Tenemos que saber, como María, conservar el recuerdo de palabras y
acontecimientos en el corazón. Y sobre todo saber continuar el camino de la
fe cuando ya no cantan los ángeles en el cielo ni hay magos de la fe que
ofrecen tesoros.
      Para María y José‚ el camino de Nazaret es el tiempo ordinario de la
vida del creyente. No se trata de minusvalorar lo del comienzo. Al contrario,
sin la experiencia inicial, no  tendría sentido el camino de ahora o tendría
un significado muy distinto. Son los momentos iniciales los que dan toda su
carga de significado al tiempo ordinario de Nazaret. Sin ellos Jesús, José
y María habrían sido una familia más, pero no la Sagrada Familia.

Y nosotros...
      El tiempo de Nazaret nos descubre también como es nuestra vida. En la
vida de todo creyente hay un momento inicial, maravilloso, de plena
conciencia, de aceptación de Jesús como Señor: tiempo de alegría, de luz y
de gracia. El tiempo de la efusión del Espíritu.
      Viene después el tiempo en que, sin cambiar un ápice, esta realidad
maravillosa, se hace más escondida, aparece menos. Va como apagándose la
euforia de los comienzos.
      Nazaret nos enseña vivir ese tiempo donde todo desaparece y queda sólo
Jesús como única razón que explica el vivir en familia. Un Jesús que crece,
pero que parece siempre igual. Un Jesús sin corona ni gloria, un Jesús "en
todo semejante a los hombres, menos en el pecado".

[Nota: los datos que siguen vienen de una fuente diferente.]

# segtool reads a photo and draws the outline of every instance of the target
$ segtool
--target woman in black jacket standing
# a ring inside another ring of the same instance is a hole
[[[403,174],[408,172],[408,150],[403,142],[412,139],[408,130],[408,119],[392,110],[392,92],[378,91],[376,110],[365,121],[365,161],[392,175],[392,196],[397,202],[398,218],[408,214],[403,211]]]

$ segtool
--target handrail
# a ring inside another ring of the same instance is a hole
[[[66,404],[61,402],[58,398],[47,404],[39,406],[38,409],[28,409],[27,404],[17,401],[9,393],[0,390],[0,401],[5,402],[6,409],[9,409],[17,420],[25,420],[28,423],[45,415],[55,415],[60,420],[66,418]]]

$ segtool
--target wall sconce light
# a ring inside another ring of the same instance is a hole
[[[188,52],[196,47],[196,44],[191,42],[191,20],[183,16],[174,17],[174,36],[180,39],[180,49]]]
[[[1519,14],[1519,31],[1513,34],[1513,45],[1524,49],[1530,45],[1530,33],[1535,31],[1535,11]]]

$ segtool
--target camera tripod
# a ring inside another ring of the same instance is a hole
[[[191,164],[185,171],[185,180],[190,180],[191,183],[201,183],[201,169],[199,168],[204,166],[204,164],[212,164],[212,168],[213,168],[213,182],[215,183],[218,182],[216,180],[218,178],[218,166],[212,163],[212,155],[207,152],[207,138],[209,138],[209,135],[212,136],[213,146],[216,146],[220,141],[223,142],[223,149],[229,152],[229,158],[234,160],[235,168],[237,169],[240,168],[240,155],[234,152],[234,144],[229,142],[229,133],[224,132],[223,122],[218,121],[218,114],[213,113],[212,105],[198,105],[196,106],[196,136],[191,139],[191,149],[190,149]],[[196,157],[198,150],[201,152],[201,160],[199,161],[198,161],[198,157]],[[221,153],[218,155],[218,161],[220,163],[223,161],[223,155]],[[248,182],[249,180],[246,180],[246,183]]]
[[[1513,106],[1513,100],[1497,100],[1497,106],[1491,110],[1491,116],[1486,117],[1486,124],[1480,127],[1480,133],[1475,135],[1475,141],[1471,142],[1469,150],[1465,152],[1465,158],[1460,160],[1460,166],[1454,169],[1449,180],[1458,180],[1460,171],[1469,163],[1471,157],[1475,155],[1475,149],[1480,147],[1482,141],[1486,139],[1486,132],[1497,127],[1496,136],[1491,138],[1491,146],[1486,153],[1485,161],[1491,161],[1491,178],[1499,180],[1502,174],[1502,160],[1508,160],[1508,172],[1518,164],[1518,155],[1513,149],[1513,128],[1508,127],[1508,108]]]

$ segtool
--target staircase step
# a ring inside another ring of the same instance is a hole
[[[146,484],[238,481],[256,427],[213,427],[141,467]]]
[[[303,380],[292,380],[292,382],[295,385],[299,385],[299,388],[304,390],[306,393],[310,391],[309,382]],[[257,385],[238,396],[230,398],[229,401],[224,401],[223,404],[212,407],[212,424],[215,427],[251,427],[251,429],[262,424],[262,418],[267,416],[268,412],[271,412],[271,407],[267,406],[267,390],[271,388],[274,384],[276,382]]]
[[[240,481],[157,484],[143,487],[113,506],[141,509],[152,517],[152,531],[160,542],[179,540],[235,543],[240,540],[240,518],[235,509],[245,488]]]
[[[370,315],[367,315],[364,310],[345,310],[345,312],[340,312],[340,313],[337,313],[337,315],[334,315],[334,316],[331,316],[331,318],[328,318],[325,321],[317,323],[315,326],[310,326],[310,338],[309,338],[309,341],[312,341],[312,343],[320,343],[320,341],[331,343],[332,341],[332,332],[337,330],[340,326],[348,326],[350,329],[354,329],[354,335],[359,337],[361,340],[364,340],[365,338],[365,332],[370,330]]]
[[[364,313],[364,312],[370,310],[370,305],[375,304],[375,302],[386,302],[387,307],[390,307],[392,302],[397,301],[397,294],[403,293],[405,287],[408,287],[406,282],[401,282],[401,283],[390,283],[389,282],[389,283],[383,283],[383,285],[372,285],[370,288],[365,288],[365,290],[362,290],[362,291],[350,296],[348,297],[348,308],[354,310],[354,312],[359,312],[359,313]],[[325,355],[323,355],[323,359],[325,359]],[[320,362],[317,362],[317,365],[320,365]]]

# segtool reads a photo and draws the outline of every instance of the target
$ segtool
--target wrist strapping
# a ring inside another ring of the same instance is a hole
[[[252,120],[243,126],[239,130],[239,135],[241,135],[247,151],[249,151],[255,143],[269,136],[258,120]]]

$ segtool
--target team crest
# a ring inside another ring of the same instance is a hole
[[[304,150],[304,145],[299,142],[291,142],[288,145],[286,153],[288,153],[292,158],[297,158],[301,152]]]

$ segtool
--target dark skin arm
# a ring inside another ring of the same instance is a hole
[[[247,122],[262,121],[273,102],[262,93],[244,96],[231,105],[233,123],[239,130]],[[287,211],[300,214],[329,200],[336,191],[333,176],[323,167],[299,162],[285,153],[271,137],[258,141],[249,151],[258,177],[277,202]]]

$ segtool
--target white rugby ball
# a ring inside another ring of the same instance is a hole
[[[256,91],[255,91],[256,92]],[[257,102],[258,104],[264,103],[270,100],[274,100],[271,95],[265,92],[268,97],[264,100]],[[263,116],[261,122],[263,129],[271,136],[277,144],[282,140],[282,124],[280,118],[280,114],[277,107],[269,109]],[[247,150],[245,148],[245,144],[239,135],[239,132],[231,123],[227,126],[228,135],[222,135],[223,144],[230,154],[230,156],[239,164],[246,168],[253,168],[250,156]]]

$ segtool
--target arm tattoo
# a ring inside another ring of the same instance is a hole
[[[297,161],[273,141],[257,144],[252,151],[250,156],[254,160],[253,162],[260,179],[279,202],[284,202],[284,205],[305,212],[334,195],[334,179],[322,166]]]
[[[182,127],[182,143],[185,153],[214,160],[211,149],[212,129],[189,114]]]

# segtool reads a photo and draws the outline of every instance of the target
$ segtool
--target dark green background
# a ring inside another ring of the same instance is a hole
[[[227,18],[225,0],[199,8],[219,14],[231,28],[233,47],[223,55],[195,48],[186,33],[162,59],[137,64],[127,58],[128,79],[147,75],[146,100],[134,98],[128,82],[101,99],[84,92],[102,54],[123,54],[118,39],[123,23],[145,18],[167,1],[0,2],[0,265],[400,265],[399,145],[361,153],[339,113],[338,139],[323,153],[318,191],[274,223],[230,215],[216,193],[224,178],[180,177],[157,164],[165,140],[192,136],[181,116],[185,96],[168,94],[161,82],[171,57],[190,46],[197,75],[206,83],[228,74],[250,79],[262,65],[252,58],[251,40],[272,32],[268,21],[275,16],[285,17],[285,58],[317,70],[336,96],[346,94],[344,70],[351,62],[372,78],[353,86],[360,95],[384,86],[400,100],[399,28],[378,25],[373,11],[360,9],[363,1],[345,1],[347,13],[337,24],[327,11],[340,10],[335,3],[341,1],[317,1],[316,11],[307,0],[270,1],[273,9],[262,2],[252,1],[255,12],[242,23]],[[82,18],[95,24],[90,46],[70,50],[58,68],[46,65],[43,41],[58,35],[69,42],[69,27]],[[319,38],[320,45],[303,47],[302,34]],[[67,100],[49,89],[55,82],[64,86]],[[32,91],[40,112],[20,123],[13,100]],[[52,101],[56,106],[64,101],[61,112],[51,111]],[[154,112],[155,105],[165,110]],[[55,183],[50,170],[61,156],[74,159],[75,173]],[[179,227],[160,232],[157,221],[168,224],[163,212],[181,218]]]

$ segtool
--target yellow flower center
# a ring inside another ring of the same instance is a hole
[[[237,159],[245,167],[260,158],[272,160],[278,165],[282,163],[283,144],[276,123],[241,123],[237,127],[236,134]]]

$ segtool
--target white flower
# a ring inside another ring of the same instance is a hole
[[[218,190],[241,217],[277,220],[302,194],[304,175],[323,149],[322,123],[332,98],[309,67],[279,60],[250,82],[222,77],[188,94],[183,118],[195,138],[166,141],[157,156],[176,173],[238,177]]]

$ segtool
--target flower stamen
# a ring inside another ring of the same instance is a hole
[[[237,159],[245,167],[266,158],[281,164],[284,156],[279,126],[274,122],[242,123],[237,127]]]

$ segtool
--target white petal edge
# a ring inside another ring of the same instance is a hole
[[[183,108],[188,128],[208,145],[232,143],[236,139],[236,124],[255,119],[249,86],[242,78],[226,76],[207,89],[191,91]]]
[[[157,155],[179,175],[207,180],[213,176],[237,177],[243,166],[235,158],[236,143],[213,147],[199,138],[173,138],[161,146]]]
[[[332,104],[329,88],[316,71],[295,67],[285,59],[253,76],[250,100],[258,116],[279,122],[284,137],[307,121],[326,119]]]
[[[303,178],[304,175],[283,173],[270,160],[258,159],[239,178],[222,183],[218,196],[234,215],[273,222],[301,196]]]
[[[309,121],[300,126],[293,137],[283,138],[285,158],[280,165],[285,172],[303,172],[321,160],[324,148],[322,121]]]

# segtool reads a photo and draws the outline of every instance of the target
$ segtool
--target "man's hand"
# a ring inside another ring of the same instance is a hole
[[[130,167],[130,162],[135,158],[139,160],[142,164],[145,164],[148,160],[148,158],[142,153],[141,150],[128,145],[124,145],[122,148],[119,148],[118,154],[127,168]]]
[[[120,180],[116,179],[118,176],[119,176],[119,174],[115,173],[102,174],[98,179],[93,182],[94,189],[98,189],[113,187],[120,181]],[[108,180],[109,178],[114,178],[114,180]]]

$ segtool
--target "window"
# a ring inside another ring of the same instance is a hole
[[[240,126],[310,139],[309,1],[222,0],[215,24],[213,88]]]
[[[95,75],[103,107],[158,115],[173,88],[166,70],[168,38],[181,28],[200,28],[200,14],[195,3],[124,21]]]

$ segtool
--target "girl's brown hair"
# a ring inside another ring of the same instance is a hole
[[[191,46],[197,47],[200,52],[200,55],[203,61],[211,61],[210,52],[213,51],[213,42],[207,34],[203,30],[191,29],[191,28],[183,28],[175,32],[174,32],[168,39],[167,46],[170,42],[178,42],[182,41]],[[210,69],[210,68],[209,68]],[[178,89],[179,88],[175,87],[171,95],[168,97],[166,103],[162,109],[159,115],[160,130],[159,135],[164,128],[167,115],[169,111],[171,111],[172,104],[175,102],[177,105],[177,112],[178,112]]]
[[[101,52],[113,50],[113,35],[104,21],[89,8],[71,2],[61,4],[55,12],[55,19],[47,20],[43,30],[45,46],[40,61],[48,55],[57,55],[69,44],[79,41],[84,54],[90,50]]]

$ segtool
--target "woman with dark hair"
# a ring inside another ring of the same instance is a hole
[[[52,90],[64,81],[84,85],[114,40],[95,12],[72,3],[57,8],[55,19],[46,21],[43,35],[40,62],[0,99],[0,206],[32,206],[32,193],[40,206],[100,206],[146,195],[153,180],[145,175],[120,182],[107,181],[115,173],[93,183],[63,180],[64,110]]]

      Para los que vivimos después de Pentecostés, todo esto es muy
significativo, porque nos enseña como vivir el tiempo de la Iglesia.
      El tiempo de la Iglesia es cuando Jesús crece, aunque no se vea, hasta
que llegue el tiempo de su definitiva manifestación. De este modo el recuerdo
de la gracia de su primera venida se convierte en tensión de espera hasta la
gloria de su segunda venida.
      María, que como nueva arca de la alianza llevó y dio a luz al Salvador,
supo también vivir el tiempo del ocultamiento de Dios en Nazaret. Supo
reconocer la presencia de Dios en ella por medio de la fe y por medio de la
fe reconocerlo en el muchacho Jesús de Nazaret, centro de su familia.
      De este modo la familia de Nazaret nos enseña a pasar de la fe en la
presencia de Dios en el arca, a la fe en la presencia de Dios en la comunidad
de los creyentes y a entender ésta como el lugar de la alianza entre Dios y
los hombres.
      Es la vida de quien vive de la fe y del sacramento. En Nazaret se
aprende que Dios es familiar y que al mismo tiempo está escondido, que vive
en nosotros y en los demás, pero que no lo vemos si no es en la fe.

            ­¡Qué bien_s‚ yo la fonte que mana y corre:
            aunque es de noche!" (San Juan de la Cruz).